Belfast was the birthplace of RMS Titanic, and the Northern Irish capital has made much of that connection in recent years.
The show focuses on the excitement of the launch and then the final hours of the “unsinkable” ship
A major museum called Titanic Belfast has become the province's second most-popular tourist attraction (after the Giant's Causeway) and the waterfront area around it has been renamed the “Titanic Quarter”.
So it seems only fitting for Titanic the Musical to stop in Belfast as part of its UK tour – docking at the city's Grand Opera House from 24 to 28 April, 2018.
First launched on Broadway in 1997, Titanic ran for two years and won five Tony Awards, including Best Musical.
It was recently revived in London and the acclaimed new production is now touring the UK – featuring the original music and lyrics by Maury Yeston and story by Peter Stone, but making use of projections and lighting rather than the giant mechanical Titanic of the Broadway version.

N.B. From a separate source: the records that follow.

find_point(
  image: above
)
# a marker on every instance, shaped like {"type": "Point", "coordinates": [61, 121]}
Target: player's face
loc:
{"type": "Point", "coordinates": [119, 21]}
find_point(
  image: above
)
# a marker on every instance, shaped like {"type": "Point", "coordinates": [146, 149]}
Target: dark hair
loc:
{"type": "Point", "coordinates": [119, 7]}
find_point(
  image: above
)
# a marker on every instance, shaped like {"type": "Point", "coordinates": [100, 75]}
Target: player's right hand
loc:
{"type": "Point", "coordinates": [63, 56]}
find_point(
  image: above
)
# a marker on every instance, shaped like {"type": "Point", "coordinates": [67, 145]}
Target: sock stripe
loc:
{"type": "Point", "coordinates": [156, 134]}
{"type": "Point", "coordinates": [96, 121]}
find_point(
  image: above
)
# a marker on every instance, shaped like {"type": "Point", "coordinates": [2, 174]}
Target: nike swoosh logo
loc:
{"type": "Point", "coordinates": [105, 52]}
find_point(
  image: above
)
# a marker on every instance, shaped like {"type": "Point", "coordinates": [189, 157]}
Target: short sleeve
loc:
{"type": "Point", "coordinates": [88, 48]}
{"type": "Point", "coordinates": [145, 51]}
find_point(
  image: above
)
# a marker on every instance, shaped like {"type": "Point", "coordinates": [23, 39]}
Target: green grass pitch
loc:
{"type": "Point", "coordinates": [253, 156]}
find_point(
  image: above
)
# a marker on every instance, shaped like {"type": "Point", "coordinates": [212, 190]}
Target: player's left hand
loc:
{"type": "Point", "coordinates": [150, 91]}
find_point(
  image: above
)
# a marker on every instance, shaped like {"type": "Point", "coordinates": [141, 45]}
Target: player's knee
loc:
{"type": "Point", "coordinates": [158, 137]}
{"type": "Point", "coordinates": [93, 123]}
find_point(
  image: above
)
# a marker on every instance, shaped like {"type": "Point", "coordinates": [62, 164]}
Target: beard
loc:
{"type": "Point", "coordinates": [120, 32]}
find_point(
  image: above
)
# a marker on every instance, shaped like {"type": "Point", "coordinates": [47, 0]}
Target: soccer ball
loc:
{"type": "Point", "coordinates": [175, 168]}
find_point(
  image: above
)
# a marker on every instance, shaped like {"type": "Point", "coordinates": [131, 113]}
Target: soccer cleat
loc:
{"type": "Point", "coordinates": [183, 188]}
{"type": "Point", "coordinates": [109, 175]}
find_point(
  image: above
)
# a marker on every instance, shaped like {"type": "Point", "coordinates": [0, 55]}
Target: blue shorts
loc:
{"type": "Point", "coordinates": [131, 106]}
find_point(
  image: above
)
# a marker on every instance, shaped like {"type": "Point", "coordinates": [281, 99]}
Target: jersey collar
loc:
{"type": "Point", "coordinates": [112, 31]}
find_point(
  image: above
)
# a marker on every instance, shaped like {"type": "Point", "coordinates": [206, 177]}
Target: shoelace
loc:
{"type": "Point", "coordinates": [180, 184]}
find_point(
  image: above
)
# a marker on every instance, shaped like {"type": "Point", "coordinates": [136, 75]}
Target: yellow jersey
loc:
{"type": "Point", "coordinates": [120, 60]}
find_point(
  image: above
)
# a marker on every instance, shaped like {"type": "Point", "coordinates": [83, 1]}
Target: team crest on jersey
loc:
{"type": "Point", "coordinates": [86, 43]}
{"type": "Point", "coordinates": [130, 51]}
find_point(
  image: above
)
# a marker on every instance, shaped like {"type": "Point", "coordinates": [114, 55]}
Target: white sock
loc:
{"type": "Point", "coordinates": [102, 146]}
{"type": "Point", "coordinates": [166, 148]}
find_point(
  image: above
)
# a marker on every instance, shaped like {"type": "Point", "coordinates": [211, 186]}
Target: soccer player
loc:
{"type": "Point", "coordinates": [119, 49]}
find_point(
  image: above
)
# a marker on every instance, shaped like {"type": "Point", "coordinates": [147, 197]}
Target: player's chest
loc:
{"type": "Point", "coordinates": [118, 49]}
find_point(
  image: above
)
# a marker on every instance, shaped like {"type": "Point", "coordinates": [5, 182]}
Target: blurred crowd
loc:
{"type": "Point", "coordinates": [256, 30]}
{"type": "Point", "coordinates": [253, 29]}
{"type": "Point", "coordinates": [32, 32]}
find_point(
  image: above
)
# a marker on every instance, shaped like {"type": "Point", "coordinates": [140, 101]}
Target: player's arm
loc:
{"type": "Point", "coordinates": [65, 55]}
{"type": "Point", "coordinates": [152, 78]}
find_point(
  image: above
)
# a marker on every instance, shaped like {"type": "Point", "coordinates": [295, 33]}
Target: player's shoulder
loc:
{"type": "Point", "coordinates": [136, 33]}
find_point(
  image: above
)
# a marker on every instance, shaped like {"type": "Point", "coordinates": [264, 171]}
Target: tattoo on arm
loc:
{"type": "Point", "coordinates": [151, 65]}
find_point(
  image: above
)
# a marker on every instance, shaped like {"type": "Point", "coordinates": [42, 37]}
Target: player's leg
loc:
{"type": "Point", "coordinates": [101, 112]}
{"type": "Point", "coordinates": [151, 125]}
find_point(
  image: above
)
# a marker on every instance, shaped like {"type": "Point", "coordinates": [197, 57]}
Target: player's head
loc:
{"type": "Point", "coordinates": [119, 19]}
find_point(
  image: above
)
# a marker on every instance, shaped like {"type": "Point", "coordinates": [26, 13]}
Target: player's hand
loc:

The show focuses on the excitement of the launch and then the final hours of the “unsinkable” ship. Based on the stories of real people who were on board the doomed vessel, it explores the hopes and dreams of the passengers and the actions of those in command of the liner. While the show has an inevitably sombre ending, it includes plenty of uplifting moments along the way.
Tickets cost from £20.25 to £41.25 and performances start at 7.30pm, with 2.30pm matinees on the Thursday and Saturday. If Belfast isn't convenient for you, the show will also be stopping in Southampton (where the Titanic was launched), Cardiff, Salford, Sheffield and Blackpool.
While in town
You can't see the show without also visiting the Titanic Belfast attraction, which presents the city's proud maritime heritage in an imposing and state-of-the-art building on the site of the former Harland & Wolff shipyard.
There are many exhibits dedicated to the Titanic, including a visitor ride around a mocked-up shipyard, and a life-size replica of one of the lifeboats used by those lucky enough to escape. The final gallery contains pictures, audio and footage of the Titanic's wreck, 3,700m below sea level in the North Atlantic.